Томпсон закатил глаза.
— В жизни не слышал такого вздора! Ты хочешь, чтоб я отклонился от самого рационального пути, так как опасаешься прогневать своих идолов?
На лице мандарина отразилась боль.
— Видите ли, в тех местах, где рельсы уже проложены, творится много дурного: люди теряют заработок, животные умирают, боги домашнего очага не отвечают на молитвы. Все — и буддистские, и даоистские монахи — согласны: причина в железной дороге.
Томпсон подошел к будде и окинул его оценивающим взглядом. Я поспешил спрятаться за спиной статуи и крепко стиснул руку Янь. Оба мы затаили дух в надежде, что нас не заметят.
— Осталась ли еще сила у этого идола? — спросил Томпсон.
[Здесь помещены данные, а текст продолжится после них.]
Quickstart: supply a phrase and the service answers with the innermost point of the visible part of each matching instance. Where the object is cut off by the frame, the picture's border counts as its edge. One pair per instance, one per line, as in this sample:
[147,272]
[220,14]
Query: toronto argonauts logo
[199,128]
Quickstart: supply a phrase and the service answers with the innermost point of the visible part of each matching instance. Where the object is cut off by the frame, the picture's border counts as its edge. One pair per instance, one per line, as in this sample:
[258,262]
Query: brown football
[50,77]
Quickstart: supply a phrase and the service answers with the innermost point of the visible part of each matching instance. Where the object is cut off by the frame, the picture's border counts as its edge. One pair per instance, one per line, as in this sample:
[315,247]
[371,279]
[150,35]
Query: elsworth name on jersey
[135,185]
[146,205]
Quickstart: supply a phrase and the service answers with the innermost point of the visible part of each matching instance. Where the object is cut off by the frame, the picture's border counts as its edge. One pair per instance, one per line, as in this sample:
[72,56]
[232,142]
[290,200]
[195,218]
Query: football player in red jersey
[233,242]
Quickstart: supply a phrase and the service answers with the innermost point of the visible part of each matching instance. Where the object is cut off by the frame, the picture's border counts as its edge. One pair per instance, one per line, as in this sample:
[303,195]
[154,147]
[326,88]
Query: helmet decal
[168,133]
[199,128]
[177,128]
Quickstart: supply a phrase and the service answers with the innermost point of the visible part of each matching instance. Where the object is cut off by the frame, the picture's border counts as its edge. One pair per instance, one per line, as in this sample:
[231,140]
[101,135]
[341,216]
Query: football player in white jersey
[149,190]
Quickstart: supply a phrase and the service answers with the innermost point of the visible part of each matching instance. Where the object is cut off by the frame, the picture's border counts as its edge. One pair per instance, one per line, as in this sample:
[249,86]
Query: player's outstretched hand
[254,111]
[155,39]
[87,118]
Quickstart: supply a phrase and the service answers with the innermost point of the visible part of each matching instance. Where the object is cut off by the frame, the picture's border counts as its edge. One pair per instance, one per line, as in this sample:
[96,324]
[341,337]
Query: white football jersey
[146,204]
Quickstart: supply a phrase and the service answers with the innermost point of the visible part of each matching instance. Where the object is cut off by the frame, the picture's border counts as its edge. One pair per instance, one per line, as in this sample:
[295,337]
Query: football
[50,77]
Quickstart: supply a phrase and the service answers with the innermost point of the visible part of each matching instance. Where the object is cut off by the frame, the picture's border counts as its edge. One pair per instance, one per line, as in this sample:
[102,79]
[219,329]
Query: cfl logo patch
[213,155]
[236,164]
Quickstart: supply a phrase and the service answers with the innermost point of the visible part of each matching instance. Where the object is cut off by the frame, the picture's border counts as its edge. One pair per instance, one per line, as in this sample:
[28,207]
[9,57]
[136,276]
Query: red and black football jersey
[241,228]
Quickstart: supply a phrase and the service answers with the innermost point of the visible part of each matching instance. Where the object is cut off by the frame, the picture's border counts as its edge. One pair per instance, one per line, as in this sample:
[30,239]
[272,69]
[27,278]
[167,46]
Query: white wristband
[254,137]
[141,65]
— Храм уже многие годы не может прокормить ни одного монаха, — ответил мандарин. — Но этого будду чтут до сих пор. По рассказам крестьян, обращенные к нему молитвы часто бывают услышаны.
За этим последовал громкий треск. Люди в главном зале хором ахнули.
— Я только что сломал тростью руки этому вашему богу, — сказал Томпсон. — Как видите, меня не поразила молния и никакая иная кара не постигла. Напротив, теперь мы знаем: это всего лишь идол, слепленный из глины пополам с соломой и выкрашенный дешевыми красками. Вот потому-то ваш народ и проиграл войну с Британией. Вместо того, чтобы думать о постройке железных дорог и изготовлении стальных пушек, вы поклоняетесь глиняным болванам.
Об изменении направления железнодорожных путей больше не было сказано ни слова.
После того, как эти люди ушли, мы с Янь выбрались из-за статуи и долго смотрели на сломанные руки будды.
— Мир меняется, — сказала Янь. — Гонконг, железные дороги, иноземцы с проволокой, по которой передается речь, и машинами, изрыгающими дым… Сказители в чайных домах все больше и больше толкуют об этих чудесах. Думаю, поэтому древнее волшебство и уходит. На смену ему идет новое, более сильное.
Голос ее звучал равнодушно, был холоден, как бестревожный осенний пруд, но в каждом слове звенела жуткая истина. Я вспомнил отца, изо всех сил сохраняющего бодрую мину, хотя заказчиков все меньше и меньше… Неужели время, отданное заучиванию заклинаний и танцу с мечом, потрачено зря?
— Что же ты теперь будешь делать? — спросил я, представив себе ее, одну среди холмов, не в силах найти пищу для подкрепления своего волшебства.
— Я могу сделать только одно…
На миг ее голос прервался, зазвучал с обреченностью камня, брошенного в пруд. Но Янь подняла на меня взгляд, и хладнокровие вернулось к ней вновь.
— Мы можем сделать только одно. Научиться бороться за жизнь.
Железная дорога вскоре стала привычной деталью пейзажа. Черный локомотив, попыхивая паром, бежал через рисовые поля и тащил за собой длинную вереницу вагонов, будто дракон, спускающийся в долину с далеких, туманных голубых гор. Какое-то время это зрелище казалось чудом. Детишки дивились на поезд, бежали за ним вдоль рельсов, стараясь не отстать.
Однако сажа и копоть из труб локомотивов погубила рис близ железной дороги, а однажды под колесами поезда погибли двое детишек, заигравшихся на рельсах, а после оцепеневших от испуга. После этого поезд перестал вызывать восхищение.
Люди совсем перестали приходить к нам с отцом с просьбой о помощи. Шли либо к христианскому миссионеру, либо к новому учителю, говорившему, будто он учился в самом Сан-Франциско. Движимые слухами о ярких огнях и хороших заработках, деревенские юноши начали уходить в Гонконг или в Кантон. Поля лежали невозделанными. В деревне оставались лишь старики да дети с одним чувством — чувством обреченности — на всех. Вскоре к нам зачастили люди из отдаленных провинций с тем, чтобы скупить наши земли по дешевке.